Gare à ceux qui essaient de taire les débats essentiels que nous devons tenir. Comme celui sur l’immigration par exemple.


Le co-porte-parole de Québec solidaire Gabriel Nadeau-Dubois s’est lancé cette semaine en essayant de se poser au-dessus de la mêlée sur la question de l’immigration :


« Je n’entends pas nourrir un débat sur la question de l’immigration et j’espère que les partis et les médias seront davantage intéressés à traiter d’enjeux plus pressants, comme les changements climatiques, la justice sociale et l’évasion fiscale. »


Question simple pour GND : Si nous ne débattons pas de cet enjeu essentiel lors de ce moment capital de notre vie démocratique, la campagne électorale, quand le ferons-nous?


Nous nous entendrons certainement sur une chose lui et moi, notre mode de scrutin est archaïque et n’offre que trop peu d’occasions pour que le citoyen puisse se prononcer sur les enjeux capitaux de la Cité.


Un système qui encourage le bipartisme, qui distille le tiers vote dans la marginalité au moment même où la population, elle, sainement, s’éparpille, démocratiquement en fonction d’enjeux complexes et diversifiés. Voter tous les quatre ans et ne disposer que de trop d’outils d’intervention démocratique.


Sans compter que par glissement sémantique, chez nous, le simple fait d’évoquer la volonté de consulter la population par référendum –ce mot honni – relève de l’extrémisme. Ailleurs, l’acte citoyen de se prononcer par « référendum » est banal et nécessaire.


J’en reviens donc à ma question de départ; dans ce système démocratique archaïque et dépassé, ce moment au sein duquel nous sommes présentement est capital et doit être le théâtre des débats sur tous les enjeux qui nous concernent.


L’immigration est de ceux-là. Comme les changements climatiques et la justice sociale et l’évasion fiscale. Nous sommes contraints de tenir plusieurs débats en même temps. Le citoyen est en droit de savoir, de connaitre la position des partis qui aspirent à gouverner sur l’ensemble des questions fondamentales qui le concernent.


Sinon, on lui demande de donner un chèque en blanc à ceux qui gouverneront sa destinée. Et c’est malsain.


L’immigration n’est pas un « tabou », ni une « pas vraie affaire » ou une anecdote « moins pressante ». Il en va de l’organisation de notre capacité d’accueil à la base même de la cohésion sociale. C’est pour moi essentiel.


Éviter les extrêmes, entendre les voix de raison


Au cours des derniers mois, j’ai eu la chance de côtoyer l’avocat Stéphane Handfield, une voix de raison dans ce débat. Nous avons beaucoup discuté de ces questions : immigration, francisation, intégration. C’est l’une des rencontres les plus significatives que j’ai faites dans le cadre de la direction de l’ouvrage collectif « Démantèlement tranquille ».
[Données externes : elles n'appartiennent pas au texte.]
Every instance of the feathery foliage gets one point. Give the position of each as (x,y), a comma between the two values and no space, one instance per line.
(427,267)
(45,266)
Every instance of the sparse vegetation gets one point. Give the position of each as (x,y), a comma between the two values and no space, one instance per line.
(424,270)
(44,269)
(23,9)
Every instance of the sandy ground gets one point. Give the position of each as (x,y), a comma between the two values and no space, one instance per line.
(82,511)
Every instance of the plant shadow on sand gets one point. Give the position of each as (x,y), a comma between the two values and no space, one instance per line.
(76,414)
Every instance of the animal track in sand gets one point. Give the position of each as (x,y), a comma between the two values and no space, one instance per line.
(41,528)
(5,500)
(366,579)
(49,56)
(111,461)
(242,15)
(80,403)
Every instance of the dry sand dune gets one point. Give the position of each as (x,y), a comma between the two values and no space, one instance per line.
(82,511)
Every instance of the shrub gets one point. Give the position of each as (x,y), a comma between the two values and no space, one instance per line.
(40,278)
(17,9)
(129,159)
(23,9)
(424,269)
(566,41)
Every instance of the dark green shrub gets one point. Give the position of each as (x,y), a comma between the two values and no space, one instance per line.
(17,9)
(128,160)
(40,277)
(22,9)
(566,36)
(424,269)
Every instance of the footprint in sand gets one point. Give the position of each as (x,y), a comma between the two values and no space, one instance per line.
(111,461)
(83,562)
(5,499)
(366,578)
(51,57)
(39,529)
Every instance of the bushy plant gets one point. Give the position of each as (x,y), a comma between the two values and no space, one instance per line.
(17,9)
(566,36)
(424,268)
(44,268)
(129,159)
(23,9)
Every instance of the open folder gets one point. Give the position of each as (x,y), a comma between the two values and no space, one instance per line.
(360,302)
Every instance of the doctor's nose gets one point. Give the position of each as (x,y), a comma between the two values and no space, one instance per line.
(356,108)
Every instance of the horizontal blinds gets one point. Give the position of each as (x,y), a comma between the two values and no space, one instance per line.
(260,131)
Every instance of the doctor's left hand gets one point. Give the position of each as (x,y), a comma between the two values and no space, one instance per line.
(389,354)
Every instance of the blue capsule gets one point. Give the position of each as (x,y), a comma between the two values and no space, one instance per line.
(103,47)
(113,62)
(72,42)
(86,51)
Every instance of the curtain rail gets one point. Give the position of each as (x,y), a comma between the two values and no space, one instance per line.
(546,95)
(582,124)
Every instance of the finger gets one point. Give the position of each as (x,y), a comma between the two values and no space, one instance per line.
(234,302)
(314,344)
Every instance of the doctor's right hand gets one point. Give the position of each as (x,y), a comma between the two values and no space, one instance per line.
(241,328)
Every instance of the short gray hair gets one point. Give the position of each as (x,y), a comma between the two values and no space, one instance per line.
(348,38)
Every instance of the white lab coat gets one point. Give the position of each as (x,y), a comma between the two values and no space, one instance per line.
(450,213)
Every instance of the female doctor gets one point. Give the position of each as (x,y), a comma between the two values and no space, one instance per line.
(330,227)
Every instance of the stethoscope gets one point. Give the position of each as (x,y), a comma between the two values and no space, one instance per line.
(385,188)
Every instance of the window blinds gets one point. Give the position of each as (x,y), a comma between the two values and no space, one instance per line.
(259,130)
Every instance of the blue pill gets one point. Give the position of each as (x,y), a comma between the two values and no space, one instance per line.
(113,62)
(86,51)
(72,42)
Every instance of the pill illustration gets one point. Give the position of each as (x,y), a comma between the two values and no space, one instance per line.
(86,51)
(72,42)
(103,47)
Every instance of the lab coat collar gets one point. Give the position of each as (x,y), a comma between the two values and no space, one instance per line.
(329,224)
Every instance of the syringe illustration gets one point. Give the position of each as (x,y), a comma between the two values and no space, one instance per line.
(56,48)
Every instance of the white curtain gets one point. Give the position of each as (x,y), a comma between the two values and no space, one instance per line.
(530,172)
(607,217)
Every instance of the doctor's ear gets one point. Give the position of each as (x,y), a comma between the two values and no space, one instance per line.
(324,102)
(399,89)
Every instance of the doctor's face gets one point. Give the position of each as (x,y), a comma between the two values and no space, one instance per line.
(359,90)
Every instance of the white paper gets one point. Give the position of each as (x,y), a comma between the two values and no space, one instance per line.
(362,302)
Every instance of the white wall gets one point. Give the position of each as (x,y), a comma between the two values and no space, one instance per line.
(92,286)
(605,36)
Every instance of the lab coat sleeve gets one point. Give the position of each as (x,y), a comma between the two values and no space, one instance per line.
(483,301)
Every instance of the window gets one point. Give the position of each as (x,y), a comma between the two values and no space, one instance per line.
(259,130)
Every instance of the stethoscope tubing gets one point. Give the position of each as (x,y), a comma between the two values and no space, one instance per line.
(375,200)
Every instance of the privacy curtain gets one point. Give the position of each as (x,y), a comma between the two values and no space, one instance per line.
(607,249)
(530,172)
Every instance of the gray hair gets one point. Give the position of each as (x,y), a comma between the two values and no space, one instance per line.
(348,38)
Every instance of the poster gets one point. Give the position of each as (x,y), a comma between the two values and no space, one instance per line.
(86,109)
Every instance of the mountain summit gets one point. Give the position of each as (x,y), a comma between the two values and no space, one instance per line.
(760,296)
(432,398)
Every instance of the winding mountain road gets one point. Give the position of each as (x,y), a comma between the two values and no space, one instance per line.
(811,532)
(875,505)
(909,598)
Surtout, j’en suis ressorti avec la ferme conviction que par des voix comme la sienne, il est possible de tenir ce débat de façon intelligente, civilisée et –c’est le principal – en n’oubliant jamais que l’on traite ici de personnes, de familles, d’individus qu’il ne faut jamais ostraciser.


Débattre d’immigration c’est à la fois se placer dans les souliers de ceux qui font la longue marche pour venir chez nous et la considération de nos capacités de leur offrir les meilleures chances d’intégration.


En ce sens, je suis d’accord avec Stéphane Handfield quand il aborde la question de la façon suivante dans « Démantèlement tranquille » :


« Comment le Québec peut-il faciliter l’intégration des immigrants?


Cela passera inévitablement par la maîtrise du français, la diminution des délais de traitement, l’accès rapide au travail et les modifications à l’Entente sur les tiers pays sûrs. »


Il y a là, me semble-t-il, les éléments fondamentaux de ce débat. Pour intégrer efficacement ceux que nous accueillerons chez nous, débattre d’immigration implique de discuter aussi de francisation, de l’accès au travail et de notre rapport avec le fédéral sur cette question.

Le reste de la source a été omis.